Copy and paste. It's the only way to be sure.
If you're referring to the definition of "damage" not being wide enough, I think it is. It's grouped with "death" and "injury", so it refers to harm to a person, and it is expanded to embrace anything "of whatsoever nature" which should be broad enough to include fly-by spoodgings.
At least, that's how I'd argue it.
OK.
"CO shall not be liable for any death, injury, delay, loss or other damage of whatsoever nature (hereafter referred to collectively as “damage”) arising out of or in connection with carriage or other services performed by CO, unless such damage is proven to have been caused by the sole negligence or willful misconduct of CO and there has been no contributory negligence on the part of the Passenger."
First, this just refers to the language: Any injuries here would be caused by the sole negligence of the airline (the masturbator was not negligent, but rather an intentional tortfeasor, and thus his acts are not and cannot be covered by this language*).

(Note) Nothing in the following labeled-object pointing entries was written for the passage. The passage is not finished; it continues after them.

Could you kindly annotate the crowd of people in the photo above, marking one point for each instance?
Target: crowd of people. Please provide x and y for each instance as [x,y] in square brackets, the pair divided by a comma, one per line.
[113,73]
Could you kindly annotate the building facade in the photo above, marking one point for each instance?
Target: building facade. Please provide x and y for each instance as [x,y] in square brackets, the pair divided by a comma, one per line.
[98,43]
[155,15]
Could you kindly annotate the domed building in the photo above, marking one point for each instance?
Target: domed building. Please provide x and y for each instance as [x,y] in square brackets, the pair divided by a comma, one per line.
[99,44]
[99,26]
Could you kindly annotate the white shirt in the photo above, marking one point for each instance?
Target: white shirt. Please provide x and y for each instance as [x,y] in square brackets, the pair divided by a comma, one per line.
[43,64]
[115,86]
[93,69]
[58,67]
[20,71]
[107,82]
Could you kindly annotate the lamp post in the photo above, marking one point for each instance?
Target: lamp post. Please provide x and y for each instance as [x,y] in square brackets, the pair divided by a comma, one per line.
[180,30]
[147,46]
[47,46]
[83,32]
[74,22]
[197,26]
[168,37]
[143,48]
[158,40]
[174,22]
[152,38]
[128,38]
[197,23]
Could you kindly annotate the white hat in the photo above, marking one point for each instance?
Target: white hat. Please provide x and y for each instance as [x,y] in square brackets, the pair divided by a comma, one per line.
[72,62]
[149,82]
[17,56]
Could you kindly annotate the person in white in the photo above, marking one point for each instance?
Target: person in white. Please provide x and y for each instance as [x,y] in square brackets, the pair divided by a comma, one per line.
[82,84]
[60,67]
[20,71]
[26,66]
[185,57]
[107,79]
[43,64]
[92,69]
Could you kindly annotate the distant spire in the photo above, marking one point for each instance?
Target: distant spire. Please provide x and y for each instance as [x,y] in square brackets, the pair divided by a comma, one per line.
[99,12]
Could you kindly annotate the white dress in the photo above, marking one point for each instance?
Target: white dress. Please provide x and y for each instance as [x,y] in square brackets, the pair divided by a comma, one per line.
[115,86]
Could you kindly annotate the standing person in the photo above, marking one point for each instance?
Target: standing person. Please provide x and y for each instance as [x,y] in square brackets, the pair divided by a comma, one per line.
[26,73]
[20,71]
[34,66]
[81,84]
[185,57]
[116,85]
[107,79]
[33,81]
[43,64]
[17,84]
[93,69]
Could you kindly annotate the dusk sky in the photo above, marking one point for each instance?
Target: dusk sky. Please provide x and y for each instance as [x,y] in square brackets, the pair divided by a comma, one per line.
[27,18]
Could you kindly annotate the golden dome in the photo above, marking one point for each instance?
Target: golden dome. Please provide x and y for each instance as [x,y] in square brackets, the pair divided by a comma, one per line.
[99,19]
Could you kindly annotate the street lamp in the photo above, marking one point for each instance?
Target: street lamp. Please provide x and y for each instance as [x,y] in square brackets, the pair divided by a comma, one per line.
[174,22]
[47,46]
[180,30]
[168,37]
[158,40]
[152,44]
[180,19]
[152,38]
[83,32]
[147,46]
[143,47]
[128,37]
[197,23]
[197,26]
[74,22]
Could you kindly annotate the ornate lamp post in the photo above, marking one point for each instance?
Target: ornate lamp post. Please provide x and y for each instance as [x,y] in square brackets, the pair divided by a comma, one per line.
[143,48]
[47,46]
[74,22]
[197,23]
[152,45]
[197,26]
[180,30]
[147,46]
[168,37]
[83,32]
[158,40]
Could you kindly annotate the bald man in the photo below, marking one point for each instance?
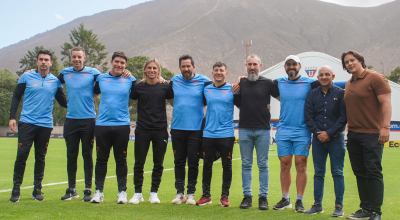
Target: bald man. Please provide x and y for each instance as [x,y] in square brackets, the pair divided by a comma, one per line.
[325,116]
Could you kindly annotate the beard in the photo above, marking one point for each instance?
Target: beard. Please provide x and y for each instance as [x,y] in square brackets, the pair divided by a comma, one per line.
[253,77]
[292,75]
[187,77]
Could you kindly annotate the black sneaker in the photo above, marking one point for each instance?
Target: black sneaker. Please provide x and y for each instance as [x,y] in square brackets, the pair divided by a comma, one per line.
[338,212]
[263,203]
[70,194]
[283,204]
[375,216]
[247,202]
[298,207]
[87,195]
[360,214]
[37,195]
[15,194]
[315,209]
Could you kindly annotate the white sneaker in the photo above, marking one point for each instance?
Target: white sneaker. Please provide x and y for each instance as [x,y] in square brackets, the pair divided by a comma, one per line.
[137,197]
[190,200]
[122,197]
[179,198]
[97,197]
[154,198]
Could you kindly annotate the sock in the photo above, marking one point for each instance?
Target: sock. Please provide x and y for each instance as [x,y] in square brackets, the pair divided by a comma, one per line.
[286,196]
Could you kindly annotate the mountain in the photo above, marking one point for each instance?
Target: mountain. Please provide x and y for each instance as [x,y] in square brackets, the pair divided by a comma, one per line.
[213,30]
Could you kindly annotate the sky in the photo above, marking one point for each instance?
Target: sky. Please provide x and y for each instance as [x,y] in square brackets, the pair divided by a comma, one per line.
[22,19]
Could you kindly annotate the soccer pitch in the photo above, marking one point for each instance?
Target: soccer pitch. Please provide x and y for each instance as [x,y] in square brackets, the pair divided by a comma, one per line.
[56,178]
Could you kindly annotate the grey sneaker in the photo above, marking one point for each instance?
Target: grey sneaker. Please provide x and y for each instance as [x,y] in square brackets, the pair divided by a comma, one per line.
[37,195]
[87,195]
[283,204]
[338,212]
[70,194]
[375,216]
[360,214]
[315,209]
[298,207]
[15,194]
[263,203]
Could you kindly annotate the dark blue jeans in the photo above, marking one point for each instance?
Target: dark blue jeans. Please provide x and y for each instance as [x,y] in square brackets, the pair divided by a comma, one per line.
[336,150]
[365,153]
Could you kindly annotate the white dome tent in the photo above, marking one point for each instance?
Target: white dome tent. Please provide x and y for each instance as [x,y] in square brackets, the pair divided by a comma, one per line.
[310,63]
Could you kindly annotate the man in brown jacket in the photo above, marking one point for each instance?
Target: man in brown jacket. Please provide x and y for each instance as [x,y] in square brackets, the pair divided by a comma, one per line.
[369,111]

There was no contributory negligence on the part of the Passenger, she was innocently sleeping.
That doesn't even get into what kinds of liability the law allows a party to waive. For instance, you might walk into a bar that as a posted policy of "not responsible for the acts of non-employees", but if two random guys drag you into the corner a beat you into a pulp as the proprietor does nothing, the bar owner is not automatically shielded by the disclaimer.
*This is purely and simply torturing plain english, which is surprisingly effective. Note that it doesn't say the injury was
solely caused by the airline's negligence. Rather, it applies to when the airline is the only negligent party. One could easily argue that based on the construction of the sentence "sole" modifies "negligence" and not "caused." Again, these waivers are of dubious quality to begin with.